Saturday, 20th April 2024 08:56
Home / Features / Don’t muck a winner! Learning an important poker lesson the hard way

Earlier this week we were answering the question “Who shows first?” with a discussion of the showdown rule in poker. When action completes on the river, which player shows cards first?

Kudos if you know the answer already. If not, you can check that post and then return here for a hand in which the showdown rule may have actually affected the outcome of the hand.

As it happens, the PokerStars video team recently shared this one on their YouTube channel. They titled it “One of the Biggest Lessons in Poker,” and indeed it does teach us something important.

The Hand

The hand took place at EPT Barcelona back in 2010 (Season 7) and comes from the Main Event final table. It involves the two big stacks at the time, Germany’s Giuseppe Pantaleo and Jesús Cortes Lizano of Spain.

It’s a little over an hour into the final day. From a starting field of 758 entries, just eight players remain.

With the blinds 40,000/80,000, it folds around to Pantaleo who opens to 165,000 with J♦ 8♠ .

Cortes calls from the big blind with J♥ 10♥ , making the pot 400,000, and the flop comes 2♣ Q♠ 6♣ . Both players check.

The turn brings the Q♣ , and this time Cortes decides to try and claim the pot with a 230,000 bet. However Pantaleo calls.

Partnering with James Hartigan for the commentary, William Reynolds surmises Pantaleo’s call to be part of an apparent plan to “float” the turn and try to steal the pot on the river.

With the pot up to 860,000, the river 2♥ puts two pair on the board. “They both have the same hand, queens and deuces with a jack kicker,” explains Hartigan.
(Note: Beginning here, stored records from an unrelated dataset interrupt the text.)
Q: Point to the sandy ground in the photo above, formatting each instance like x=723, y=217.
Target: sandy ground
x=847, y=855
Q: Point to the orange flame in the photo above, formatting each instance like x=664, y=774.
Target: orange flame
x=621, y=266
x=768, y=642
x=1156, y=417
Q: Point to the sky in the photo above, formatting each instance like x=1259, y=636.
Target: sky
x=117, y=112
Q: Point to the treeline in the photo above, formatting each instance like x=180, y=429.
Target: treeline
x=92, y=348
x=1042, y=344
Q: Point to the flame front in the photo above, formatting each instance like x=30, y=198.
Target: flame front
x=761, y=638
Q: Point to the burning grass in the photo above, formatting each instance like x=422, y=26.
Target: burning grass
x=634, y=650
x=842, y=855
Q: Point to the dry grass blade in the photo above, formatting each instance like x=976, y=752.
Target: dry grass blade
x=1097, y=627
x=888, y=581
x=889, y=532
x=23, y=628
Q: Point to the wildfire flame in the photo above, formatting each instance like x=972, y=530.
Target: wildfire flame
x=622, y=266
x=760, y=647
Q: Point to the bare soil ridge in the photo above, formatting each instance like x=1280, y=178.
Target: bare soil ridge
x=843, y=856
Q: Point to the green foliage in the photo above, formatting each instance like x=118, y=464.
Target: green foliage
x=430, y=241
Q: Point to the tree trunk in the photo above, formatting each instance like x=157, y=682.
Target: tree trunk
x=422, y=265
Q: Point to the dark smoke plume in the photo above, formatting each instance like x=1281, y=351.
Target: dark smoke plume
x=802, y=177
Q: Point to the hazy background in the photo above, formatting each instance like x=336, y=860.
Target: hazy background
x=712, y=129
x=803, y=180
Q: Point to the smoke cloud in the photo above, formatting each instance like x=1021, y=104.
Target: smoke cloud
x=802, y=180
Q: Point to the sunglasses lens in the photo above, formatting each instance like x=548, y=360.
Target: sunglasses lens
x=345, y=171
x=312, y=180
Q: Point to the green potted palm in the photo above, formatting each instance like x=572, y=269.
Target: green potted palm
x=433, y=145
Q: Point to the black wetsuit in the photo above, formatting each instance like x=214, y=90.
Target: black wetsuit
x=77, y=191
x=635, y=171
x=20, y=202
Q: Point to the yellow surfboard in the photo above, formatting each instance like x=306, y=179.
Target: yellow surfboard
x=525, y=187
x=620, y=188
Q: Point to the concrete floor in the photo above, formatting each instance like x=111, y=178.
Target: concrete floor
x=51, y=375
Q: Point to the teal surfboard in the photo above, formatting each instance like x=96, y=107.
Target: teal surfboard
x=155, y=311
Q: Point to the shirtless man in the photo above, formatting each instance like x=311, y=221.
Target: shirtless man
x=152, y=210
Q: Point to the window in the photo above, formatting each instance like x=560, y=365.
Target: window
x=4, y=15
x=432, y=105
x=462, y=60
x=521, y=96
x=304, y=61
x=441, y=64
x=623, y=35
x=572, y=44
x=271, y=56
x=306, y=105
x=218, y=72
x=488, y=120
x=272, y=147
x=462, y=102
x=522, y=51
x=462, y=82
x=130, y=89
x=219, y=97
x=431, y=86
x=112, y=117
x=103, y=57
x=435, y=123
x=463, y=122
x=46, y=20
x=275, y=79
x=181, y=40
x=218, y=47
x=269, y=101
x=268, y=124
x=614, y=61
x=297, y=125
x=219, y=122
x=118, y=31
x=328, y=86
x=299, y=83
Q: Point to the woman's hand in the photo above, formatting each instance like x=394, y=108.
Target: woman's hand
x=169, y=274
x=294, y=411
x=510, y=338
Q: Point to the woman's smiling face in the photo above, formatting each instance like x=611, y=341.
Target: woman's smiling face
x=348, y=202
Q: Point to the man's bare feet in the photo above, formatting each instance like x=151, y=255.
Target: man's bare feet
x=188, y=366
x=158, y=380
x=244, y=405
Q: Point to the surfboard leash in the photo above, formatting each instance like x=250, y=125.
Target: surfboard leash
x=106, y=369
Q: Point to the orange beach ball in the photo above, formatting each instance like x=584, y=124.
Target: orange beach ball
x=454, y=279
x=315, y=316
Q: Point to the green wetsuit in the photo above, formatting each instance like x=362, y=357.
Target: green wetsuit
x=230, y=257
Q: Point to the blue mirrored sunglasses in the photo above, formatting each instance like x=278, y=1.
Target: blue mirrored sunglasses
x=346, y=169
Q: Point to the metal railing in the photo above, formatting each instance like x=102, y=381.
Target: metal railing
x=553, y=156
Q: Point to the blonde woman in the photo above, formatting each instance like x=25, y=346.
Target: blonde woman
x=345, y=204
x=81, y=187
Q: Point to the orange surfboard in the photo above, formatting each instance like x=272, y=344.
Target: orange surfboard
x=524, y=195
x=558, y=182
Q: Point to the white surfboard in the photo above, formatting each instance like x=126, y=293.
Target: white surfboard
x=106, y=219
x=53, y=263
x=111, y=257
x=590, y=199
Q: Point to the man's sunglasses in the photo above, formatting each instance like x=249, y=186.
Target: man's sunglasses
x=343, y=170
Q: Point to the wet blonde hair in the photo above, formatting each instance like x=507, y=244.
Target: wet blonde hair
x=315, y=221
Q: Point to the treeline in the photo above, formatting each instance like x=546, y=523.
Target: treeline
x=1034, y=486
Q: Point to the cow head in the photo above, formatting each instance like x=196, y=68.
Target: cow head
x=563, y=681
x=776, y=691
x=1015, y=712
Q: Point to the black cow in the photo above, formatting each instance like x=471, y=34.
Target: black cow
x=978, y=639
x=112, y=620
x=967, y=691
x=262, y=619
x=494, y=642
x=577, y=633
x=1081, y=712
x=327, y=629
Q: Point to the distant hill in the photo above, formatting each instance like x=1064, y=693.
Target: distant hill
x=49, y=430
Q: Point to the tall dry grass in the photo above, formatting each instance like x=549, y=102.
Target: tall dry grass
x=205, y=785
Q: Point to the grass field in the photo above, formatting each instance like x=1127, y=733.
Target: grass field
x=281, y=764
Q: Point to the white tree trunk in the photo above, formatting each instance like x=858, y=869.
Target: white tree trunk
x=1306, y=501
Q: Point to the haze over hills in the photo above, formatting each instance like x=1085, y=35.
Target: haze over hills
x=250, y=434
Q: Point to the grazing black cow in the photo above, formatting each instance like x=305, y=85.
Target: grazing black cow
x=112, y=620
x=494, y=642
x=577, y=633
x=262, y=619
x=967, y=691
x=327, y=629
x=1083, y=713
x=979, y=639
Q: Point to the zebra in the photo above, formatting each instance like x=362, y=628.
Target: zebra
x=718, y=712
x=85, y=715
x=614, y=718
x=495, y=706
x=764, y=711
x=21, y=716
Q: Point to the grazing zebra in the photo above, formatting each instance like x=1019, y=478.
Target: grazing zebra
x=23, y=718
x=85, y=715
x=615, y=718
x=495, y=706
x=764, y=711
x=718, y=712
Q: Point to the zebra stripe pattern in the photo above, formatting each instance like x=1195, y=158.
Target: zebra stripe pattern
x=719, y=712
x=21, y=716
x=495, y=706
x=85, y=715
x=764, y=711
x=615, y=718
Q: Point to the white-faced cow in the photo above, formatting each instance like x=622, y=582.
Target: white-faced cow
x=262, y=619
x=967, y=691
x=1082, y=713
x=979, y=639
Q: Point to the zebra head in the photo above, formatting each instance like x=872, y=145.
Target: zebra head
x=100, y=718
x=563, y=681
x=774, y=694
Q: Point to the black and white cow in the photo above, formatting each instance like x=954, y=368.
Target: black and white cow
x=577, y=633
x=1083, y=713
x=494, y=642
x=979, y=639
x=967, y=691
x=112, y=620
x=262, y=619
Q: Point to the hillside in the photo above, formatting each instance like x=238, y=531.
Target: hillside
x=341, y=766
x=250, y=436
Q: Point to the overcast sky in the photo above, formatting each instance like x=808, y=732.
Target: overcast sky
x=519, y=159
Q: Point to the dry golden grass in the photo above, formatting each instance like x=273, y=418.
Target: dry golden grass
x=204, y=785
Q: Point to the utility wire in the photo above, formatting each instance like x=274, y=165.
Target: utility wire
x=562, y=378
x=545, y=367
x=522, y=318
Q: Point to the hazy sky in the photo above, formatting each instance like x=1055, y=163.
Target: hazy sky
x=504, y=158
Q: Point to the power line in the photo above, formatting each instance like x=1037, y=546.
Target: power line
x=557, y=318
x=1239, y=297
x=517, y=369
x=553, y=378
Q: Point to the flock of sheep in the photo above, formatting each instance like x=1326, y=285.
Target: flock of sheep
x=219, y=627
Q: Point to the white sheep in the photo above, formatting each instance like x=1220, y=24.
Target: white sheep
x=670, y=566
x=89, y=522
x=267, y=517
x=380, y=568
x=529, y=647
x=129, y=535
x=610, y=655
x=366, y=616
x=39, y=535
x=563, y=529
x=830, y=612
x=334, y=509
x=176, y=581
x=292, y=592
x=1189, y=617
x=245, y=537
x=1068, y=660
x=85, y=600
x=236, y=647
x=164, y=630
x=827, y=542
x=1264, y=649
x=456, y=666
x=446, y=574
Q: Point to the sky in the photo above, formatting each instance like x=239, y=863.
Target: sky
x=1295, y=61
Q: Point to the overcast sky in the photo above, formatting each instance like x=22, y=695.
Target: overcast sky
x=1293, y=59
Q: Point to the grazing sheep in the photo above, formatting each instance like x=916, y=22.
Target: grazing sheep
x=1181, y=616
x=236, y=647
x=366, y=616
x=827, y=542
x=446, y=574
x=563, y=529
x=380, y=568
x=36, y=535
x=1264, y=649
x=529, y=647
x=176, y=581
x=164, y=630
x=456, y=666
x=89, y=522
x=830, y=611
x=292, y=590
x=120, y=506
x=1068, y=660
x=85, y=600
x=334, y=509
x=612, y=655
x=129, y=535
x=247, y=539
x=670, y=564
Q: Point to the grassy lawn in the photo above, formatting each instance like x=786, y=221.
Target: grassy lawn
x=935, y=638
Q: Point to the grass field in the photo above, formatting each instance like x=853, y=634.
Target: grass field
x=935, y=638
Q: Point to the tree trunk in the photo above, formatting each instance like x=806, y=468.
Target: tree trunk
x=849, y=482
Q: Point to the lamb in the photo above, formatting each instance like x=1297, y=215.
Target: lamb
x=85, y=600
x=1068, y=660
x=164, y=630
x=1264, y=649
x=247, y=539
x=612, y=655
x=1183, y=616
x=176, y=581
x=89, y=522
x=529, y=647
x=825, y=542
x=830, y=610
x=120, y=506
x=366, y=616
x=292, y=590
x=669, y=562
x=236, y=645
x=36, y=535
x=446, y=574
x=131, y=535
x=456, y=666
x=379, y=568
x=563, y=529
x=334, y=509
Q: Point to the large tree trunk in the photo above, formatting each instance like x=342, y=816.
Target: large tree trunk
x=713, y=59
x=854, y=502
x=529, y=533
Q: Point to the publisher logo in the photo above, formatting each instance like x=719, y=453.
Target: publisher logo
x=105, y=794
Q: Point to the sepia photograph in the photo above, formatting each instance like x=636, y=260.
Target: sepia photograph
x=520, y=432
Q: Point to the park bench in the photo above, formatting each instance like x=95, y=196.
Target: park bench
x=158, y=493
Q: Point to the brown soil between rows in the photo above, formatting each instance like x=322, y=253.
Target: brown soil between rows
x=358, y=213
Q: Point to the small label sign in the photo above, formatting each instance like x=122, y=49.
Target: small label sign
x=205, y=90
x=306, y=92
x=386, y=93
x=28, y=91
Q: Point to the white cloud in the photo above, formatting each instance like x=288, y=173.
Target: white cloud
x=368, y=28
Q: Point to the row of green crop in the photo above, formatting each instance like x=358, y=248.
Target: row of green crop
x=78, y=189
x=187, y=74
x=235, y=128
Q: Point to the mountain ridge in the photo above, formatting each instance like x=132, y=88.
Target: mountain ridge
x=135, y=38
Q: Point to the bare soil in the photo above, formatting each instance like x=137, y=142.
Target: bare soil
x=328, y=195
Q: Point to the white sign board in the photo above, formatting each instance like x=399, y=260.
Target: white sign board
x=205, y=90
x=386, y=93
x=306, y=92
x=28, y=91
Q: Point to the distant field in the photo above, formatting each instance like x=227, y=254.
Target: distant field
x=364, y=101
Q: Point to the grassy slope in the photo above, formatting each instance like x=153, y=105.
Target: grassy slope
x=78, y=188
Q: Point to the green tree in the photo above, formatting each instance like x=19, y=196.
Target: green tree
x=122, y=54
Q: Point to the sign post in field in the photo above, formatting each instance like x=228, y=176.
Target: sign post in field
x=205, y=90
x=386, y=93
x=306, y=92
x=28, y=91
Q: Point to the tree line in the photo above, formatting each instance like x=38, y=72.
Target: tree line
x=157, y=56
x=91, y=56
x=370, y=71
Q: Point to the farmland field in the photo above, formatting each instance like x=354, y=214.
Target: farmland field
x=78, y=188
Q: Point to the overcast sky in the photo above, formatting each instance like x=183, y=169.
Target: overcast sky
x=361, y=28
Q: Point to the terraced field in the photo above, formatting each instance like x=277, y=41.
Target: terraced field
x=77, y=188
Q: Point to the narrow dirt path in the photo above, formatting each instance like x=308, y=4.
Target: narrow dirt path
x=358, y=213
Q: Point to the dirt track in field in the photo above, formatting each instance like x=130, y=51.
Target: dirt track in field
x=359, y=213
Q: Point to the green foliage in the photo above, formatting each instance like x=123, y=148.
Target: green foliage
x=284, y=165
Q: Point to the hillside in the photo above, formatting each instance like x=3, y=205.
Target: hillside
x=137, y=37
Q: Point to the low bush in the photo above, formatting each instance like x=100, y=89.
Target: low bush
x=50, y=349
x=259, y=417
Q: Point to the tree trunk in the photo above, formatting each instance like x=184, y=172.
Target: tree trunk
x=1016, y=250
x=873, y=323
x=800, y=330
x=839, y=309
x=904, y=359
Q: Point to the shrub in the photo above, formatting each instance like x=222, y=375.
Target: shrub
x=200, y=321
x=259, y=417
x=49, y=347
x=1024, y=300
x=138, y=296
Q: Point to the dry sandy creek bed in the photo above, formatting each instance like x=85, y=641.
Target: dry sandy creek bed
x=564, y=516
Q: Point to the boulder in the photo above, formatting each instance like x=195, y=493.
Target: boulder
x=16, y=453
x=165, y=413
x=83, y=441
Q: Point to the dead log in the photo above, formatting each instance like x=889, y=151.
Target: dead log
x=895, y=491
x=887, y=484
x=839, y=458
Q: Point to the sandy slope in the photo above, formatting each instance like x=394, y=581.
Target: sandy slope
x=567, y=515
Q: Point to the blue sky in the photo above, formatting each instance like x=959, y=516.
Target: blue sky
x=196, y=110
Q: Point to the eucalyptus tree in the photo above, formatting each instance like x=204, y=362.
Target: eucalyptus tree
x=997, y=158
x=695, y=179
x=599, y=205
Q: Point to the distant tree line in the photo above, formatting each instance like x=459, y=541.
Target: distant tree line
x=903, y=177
Cortes bets again, this time 330,000, and following through on that plan Pantaleo indeed raises to 790,000.

It’s a tough spot for Cortes. In fact, Reynolds suggests he can’t simply call with his two pair and jack-high, but would have to reraise to continue. However Cortes does just call.

Time for the showdown. Take a look to see what happens:

The Lesson

Going back to the showdown rule, in this case there was betting on the river, which means the last “aggressor” is the one who is supposed to show first. That would be Pantaleo who raised, and that would also be why Cortes waits to see Pantaleo table his hand first.

(Incidentally, if the action had gone check-check on the river, Cortes would be the one to show first.)

But Pantaleo didn’t table his cards. He tossed them face down to the dealer, mucking his hand. Cortes won the whole pot, when it would have been a split pot had Pantaleo shown his hand. In the moment, Pantaleo had to have believed Cortes had something better than his jack kicker to go with the two pair on the board.

The fact that Pantaleo had to show his hand first probably mattered here. If Cortes had shown his hand first, Pantaleo undoubtedly would have also shown his and collected half the pot. But Cortes didn’t have to show first, and therefore benefited from Pantaleo’s decision to muck.

As we were saying before, if you have any doubt at all about whether or not your hand might be a winner, be sure to show those cards!